The Official Feasibility Rating

Seems implausible. Pharmaceutical companies would never let humans go extinct, especially if they were replaced by vampires. The profit margin on immortal beings isn't too great; mammals that keep falling apart, especially when they have lackluster health care, on the other hand, are great for business.

A PR Guy Will Be The Only Person Who Can Save Us

Aliens who can predict our next move will take over most of Europe by 2020, according to 2014 Tom Cruise movie Edge of Tomorrow.

American military personnel, however, still have time to go on Russia Today to brag about how fancy, fun-size Transformers suits will help save the world. The most important person in the entire military is its PR rep — and not just because he is great at selling the war. He also dies, gets sprayed with alien blood, and now has the power to restart the day of the Earth-ending Dunkirk-esque battle — called Operation Downfall — every single time he dies, like an action-packed Groundhog Day video game.

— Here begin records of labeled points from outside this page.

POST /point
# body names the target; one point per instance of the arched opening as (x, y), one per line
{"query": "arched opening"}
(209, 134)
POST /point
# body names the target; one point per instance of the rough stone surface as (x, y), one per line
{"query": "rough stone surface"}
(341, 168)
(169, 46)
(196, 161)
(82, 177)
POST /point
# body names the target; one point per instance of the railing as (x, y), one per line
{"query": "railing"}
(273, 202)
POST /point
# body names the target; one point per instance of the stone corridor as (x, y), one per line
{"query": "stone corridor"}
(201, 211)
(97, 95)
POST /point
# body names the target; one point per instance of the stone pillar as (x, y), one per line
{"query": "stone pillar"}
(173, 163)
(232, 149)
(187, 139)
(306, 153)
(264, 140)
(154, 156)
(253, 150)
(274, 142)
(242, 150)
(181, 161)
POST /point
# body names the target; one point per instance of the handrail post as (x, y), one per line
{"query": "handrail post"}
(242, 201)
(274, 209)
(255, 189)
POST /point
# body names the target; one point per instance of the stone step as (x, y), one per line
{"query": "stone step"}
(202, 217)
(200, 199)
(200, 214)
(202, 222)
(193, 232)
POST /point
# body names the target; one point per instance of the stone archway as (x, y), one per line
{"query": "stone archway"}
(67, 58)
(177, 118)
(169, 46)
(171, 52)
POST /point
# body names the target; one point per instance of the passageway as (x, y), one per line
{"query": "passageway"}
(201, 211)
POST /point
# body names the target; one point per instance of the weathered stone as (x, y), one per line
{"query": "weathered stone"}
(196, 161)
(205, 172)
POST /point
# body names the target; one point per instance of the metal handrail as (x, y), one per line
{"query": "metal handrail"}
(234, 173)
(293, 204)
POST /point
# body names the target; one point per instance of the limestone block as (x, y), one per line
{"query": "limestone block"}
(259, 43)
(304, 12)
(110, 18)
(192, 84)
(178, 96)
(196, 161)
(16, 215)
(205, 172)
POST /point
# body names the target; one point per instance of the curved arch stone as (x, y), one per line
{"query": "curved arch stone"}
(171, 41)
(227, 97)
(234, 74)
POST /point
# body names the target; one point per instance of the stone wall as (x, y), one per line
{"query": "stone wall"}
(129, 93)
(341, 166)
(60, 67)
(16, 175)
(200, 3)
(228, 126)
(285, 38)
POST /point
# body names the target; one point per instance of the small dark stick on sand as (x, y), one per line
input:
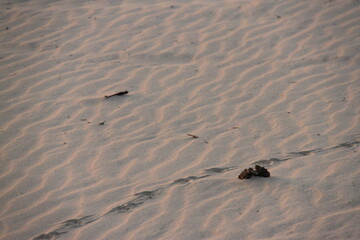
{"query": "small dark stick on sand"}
(194, 136)
(117, 94)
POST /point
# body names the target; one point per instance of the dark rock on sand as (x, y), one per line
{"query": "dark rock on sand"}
(246, 174)
(259, 172)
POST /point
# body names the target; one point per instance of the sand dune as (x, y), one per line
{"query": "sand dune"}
(274, 83)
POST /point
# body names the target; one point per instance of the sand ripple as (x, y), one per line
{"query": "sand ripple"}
(274, 83)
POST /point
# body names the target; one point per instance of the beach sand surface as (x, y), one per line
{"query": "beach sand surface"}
(268, 82)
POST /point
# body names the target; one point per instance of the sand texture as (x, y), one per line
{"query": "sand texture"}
(268, 82)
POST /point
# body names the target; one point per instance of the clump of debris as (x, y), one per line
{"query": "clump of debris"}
(258, 172)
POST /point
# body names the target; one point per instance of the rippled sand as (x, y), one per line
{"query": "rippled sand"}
(268, 82)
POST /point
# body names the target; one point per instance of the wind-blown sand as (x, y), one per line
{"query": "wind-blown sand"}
(268, 82)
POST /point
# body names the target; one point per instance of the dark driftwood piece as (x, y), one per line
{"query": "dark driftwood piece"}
(191, 135)
(259, 172)
(117, 94)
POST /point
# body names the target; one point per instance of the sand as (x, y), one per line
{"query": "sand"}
(268, 82)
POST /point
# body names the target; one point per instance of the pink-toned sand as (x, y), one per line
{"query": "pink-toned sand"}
(268, 82)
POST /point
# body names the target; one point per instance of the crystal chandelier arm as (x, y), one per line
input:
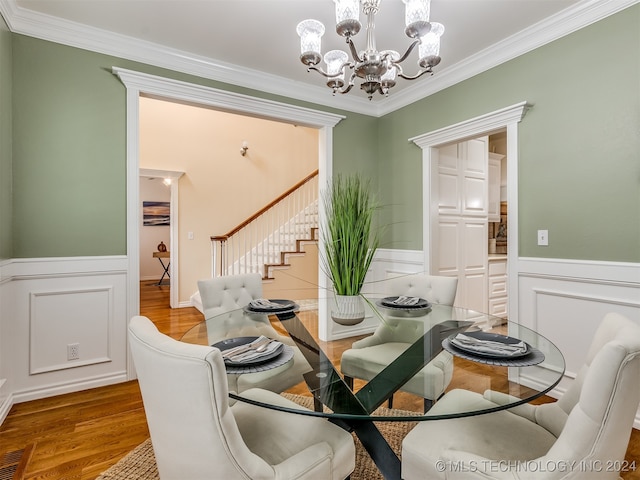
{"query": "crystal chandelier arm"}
(408, 52)
(418, 75)
(348, 87)
(322, 72)
(354, 52)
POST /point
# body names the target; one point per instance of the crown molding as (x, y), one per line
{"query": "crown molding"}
(557, 26)
(46, 27)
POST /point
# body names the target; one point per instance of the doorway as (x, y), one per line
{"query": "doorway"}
(160, 186)
(506, 119)
(138, 84)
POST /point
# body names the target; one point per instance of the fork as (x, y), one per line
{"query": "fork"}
(257, 346)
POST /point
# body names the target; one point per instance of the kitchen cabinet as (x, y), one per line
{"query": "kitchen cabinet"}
(497, 286)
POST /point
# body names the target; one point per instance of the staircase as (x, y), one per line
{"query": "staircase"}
(267, 240)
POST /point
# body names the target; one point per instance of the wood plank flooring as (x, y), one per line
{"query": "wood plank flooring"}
(79, 435)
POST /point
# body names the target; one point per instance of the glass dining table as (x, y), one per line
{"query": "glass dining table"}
(355, 406)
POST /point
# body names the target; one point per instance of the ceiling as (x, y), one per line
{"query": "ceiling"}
(253, 43)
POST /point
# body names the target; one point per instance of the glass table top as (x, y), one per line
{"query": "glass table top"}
(418, 337)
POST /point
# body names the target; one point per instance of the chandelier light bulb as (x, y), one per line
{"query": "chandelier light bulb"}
(347, 17)
(335, 59)
(416, 17)
(310, 32)
(429, 48)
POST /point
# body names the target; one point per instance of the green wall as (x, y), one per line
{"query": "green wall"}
(5, 143)
(579, 146)
(69, 148)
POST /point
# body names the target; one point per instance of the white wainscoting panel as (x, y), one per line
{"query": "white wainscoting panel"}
(50, 303)
(64, 319)
(565, 301)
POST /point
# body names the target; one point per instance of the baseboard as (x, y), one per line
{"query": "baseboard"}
(5, 407)
(46, 391)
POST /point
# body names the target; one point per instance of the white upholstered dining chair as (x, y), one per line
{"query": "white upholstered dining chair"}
(582, 436)
(230, 293)
(197, 434)
(369, 356)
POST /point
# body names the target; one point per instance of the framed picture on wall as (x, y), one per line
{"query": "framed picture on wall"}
(155, 214)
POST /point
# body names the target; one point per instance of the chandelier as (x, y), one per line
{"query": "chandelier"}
(376, 69)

The Official Feasibility Rating

Well, The New Yorker did just say we might be living in a computer simulation. It also seems entirely possible that four years from now the military budget will be so huge that we could have invented superhero suits for soldiers. Pacific Rim, which, like Edge of Tomorrow, is also set during the Trump years, also predicted that massive metal military armor would be key to saving the planet from aliens.

And, only a few months into 2017, it already does feel like we're being forced to live the same day over and over again until we can make it through one without a single bad thing happening.